My favorite film is still Back To The Future. I was six when it came out and it had a huge impact on me culturally: the skateboard, the Walkman, the Nikes, Chuck Berry. My first concert was Huey Lewis & The News, mainly because of that film. It’s still the only film I saw at the cinema twice. But generally I love a lot of classic movies. My favorite directors are probably Hitchcock, Fellini and Almodovar.

What’s the last film you saw?

Last weekend I went to the Angelika in SoHo to see Won’t You Be My Neighbor?, a documentary about Fred Rogers, a beloved children’s TV personality whose PBS show ran for over thirty years. I didn’t know that much about him since we didn’t get his show in the UK (or if we did at least I never saw it) but my wife was an avid viewer as a child.

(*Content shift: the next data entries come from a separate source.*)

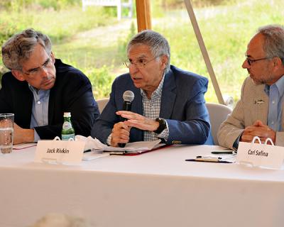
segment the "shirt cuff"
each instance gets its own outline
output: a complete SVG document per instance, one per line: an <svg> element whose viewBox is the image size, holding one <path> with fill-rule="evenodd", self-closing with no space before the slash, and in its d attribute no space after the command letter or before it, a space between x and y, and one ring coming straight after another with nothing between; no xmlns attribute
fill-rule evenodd
<svg viewBox="0 0 284 227"><path fill-rule="evenodd" d="M235 142L234 142L233 148L234 148L235 150L238 150L238 148L239 148L239 140L240 140L240 138L241 138L241 135L243 135L243 133L241 133L240 135L239 135L239 137L236 139Z"/></svg>
<svg viewBox="0 0 284 227"><path fill-rule="evenodd" d="M106 144L110 146L111 145L111 135L112 133L109 134L109 137L106 139Z"/></svg>
<svg viewBox="0 0 284 227"><path fill-rule="evenodd" d="M36 132L36 130L35 128L33 129L33 136L34 136L34 140L33 143L37 143L38 140L40 140L40 137L38 135L38 133Z"/></svg>
<svg viewBox="0 0 284 227"><path fill-rule="evenodd" d="M167 122L167 121L165 121L165 124L166 124L167 127L160 134L158 134L157 136L158 138L164 139L165 141L167 141L169 134L170 134L170 131L168 130L168 122Z"/></svg>

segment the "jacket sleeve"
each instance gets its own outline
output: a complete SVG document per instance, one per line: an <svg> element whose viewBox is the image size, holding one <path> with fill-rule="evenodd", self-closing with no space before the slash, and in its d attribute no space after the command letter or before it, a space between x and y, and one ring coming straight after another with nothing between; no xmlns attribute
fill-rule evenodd
<svg viewBox="0 0 284 227"><path fill-rule="evenodd" d="M219 144L233 150L234 143L245 128L244 91L246 81L245 80L241 87L241 99L237 102L233 112L221 124L217 134Z"/></svg>
<svg viewBox="0 0 284 227"><path fill-rule="evenodd" d="M168 144L204 144L206 142L210 131L209 114L204 98L207 85L207 79L202 77L187 89L184 121L166 119L169 128Z"/></svg>

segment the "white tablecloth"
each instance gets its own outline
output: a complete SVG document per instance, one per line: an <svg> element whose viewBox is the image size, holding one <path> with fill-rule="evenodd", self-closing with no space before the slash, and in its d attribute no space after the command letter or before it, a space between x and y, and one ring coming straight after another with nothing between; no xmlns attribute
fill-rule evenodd
<svg viewBox="0 0 284 227"><path fill-rule="evenodd" d="M217 146L171 146L77 166L34 163L35 148L0 155L0 226L48 213L95 226L283 226L284 170L185 162Z"/></svg>

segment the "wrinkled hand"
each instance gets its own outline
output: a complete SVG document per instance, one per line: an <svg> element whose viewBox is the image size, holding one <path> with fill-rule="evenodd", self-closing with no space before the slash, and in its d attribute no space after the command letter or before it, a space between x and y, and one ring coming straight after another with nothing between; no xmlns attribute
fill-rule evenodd
<svg viewBox="0 0 284 227"><path fill-rule="evenodd" d="M120 111L116 112L117 115L128 119L124 123L129 127L135 127L141 130L153 131L159 127L159 123L155 120L147 118L142 115L131 111Z"/></svg>
<svg viewBox="0 0 284 227"><path fill-rule="evenodd" d="M244 129L240 141L250 143L253 140L254 136L258 136L262 143L264 143L268 138L270 138L275 143L276 133L272 128L263 124L261 121L258 120L253 125L248 126Z"/></svg>
<svg viewBox="0 0 284 227"><path fill-rule="evenodd" d="M23 128L16 123L13 123L13 144L22 143L33 143L34 140L34 129Z"/></svg>
<svg viewBox="0 0 284 227"><path fill-rule="evenodd" d="M125 124L125 122L119 122L114 124L112 128L111 145L117 147L119 143L126 143L129 141L129 131L131 127Z"/></svg>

Has a recent or current movie poster (or movie itself) made an impression on you visually, creatively?

I loved the posters for Moonlight and Get Out (the films were both memorable as well). In general I think commercial movie poster design has raised its game now that competing streaming services like Netflix have begun creating their own content. Or at least it seems that way by the number of striking, well-executed posters I see these days. I also think viewers and the public are more design-conscious and discerning. That was something I was aware of when designing posters that feel like the past: I didn’t want them to look too slick or sophisticated. I had to adopt a sort of faux-naivete.


Do you collect movie posters?

Not actively, but I do have a Swedish 8 1/2 poster. I bought a giant All About My Mother poster when I was a student in Italy but there currently isn’t room for it in my apartment!

What’s next in terms of work?

I always have several half-ideas swirling around so I’ll see which of those float to the surface next. Though I never really know what’s going to turn into something when I start it. I’ve started many projects that seemed like good ideas and ended up being nothing, which is good because it frees the mind for those that could be something. So I guess working is literally a means of clearing my head!


Lastly, I must ask – as a Burnley fan – which moment would you choose to immortalise from Leicester City’s successful Premiership-winning campaign – and which film would you pay homage to?

As a Leicester fan I couldn’t not include the greatest sporting miracle of all time! I imagined a Roman epic starring Claudio Ranieri (who actually hails from Rome). The title is ‘I, Claudio’, which is a reference to I, Claudius.